The Jacobins identified themselves with the popular movement and the sans-culottes, who in turn saw popular violence as a political right. The most notorious instance of the crowd's rough justice was the prison massacres of September 1792, when around 2,000 people, including priests and nuns, were dragged from their prison cells and subjected to summary 'justice'. The Convention was determined to avoid a repeat of these brutal scenes, but that meant taking violence into their own hands as an instrument of government.[17]

In June 1793, the sans-culottes, exasperated by the inadequacies of the government, invaded the Convention and overthrew the Girondins. In their place they endorsed the political ascendancy of the Jacobins. Thus Robespierre came to power on the back of popular street violence.[17]

Meanwhile, on 24 June, the convention adopted the first republican constitution of France, the French Constitution of 1793. It was ratified by public referendum, but never put into force; like other laws, it was indefinitely suspended by the decree of October that the government of France would be "revolutionary until the peace".

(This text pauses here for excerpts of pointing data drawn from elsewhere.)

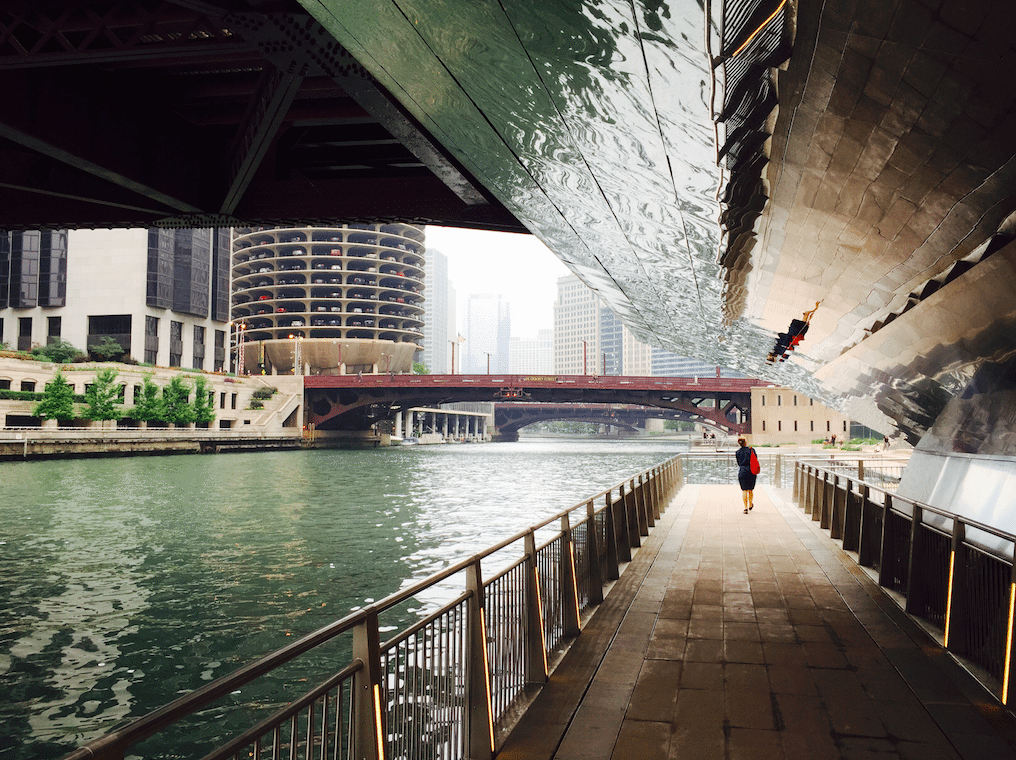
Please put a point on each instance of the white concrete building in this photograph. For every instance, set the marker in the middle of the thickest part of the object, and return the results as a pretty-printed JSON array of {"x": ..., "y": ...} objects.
[
  {"x": 439, "y": 315},
  {"x": 161, "y": 294},
  {"x": 488, "y": 334},
  {"x": 528, "y": 356}
]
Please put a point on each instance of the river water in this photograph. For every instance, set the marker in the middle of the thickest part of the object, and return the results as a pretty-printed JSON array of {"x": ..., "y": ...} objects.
[{"x": 128, "y": 582}]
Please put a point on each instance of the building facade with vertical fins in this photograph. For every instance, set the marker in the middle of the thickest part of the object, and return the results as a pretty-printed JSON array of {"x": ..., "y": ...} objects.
[{"x": 161, "y": 294}]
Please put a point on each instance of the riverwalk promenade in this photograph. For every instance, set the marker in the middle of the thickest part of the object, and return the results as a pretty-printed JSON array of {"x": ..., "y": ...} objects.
[{"x": 735, "y": 636}]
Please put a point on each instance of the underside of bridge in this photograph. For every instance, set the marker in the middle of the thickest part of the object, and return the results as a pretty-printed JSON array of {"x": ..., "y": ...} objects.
[{"x": 863, "y": 151}]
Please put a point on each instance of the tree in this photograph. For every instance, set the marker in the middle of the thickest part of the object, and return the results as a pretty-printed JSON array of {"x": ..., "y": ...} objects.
[
  {"x": 107, "y": 350},
  {"x": 146, "y": 405},
  {"x": 204, "y": 404},
  {"x": 101, "y": 396},
  {"x": 58, "y": 400},
  {"x": 58, "y": 352},
  {"x": 175, "y": 405}
]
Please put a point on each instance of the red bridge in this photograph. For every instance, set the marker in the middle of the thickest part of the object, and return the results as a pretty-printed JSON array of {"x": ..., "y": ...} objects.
[{"x": 358, "y": 401}]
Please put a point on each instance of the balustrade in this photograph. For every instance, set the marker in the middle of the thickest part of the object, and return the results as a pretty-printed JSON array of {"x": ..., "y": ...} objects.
[{"x": 955, "y": 574}]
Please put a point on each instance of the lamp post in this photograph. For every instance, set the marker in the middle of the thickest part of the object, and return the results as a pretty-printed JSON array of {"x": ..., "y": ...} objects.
[{"x": 242, "y": 368}]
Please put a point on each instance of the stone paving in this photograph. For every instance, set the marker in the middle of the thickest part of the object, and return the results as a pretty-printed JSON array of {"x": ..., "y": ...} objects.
[{"x": 755, "y": 636}]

On 25 December 1793, Robespierre stated:

The goal of the constitutional government is to conserve the republic; the aim of the revolutionary government is to found it... The revolutionary government owes to the good citizen all the protection of the nation; it owes nothing to the enemies of the people but death... These notions would be enough to explain the origin and the nature of laws that we call revolutionary ... If the revolutionary government must be more active in its march and more free in his movements than an ordinary government, is it for that less fair and legitimate? No; it is supported by the most holy of all laws: the salvation of the people.[18]
A satirical engraving of Robespierre guillotining the executioner after having guillotined everyone else in France

Robespierre was coming to the conclusion that the ends justified the means, and that in order to defend the Revolution against those who would destroy it, the shedding of blood was justified. On 5 February 1794, Robespierre told the Convention,

Terror is nothing else than justice, prompt, severe, inflexible.

... If the basis of popular government in peacetime is virtue, the basis of popular government during a revolution is both virtue and terror; virtue, without which terror is baneful; terror, without which virtue is powerless. Terror is nothing more than speedy, severe and inflexible justice; it is thus an emanation of virtue; it is less a principle in itself, than a consequence of the general principle of democracy, applied to the most pressing needs of the patrie.[19]

Six points

Led by Robespierre, the National Convention, in an attempt to make their stance known to the world over, released a statement of French Foreign policy. The following six points acted to further highlight the convention’s fear of enemies of the Revolution. Because of this fear, several other legislations passed which furthered the Jacobin domination of the Revolution. This led to the consolidation, extension, and application of emergency government devices in order to maintain what the Revolution considered ‘control’.[20]

The first point addressed stated:

The National Convention declares, in the name of the French people, that it firmly intends to be terrible towards its enemies, generous towards its allies, and just towards its peoples.

The result of this was policy through which the state used violent repression to crush resistance to the government. Under control of the effectively dictatorial committee, the convention quickly enacted more legislation. On 9 September, the convention established sans-culottes paramilitary forces, the "revolutionary armies", to force farmers to surrender grain demanded by the government. On 17 September, the Law of Suspects was passed, which authorized the charging of counter-revolutionaries with vaguely defined "crimes against liberty". On 29 September, the convention extended price fixing from grain and bread to other essential goods, and also fixed wages. The guillotine became the symbol of a string of executions: Louis XVI had already been guillotined before the start of the terror; Marie Antoinette, the Girondists, Philippe Égalité (Louis Philippe II, Duke d'Orléans), Madame Roland, and many others lost their lives under its blade.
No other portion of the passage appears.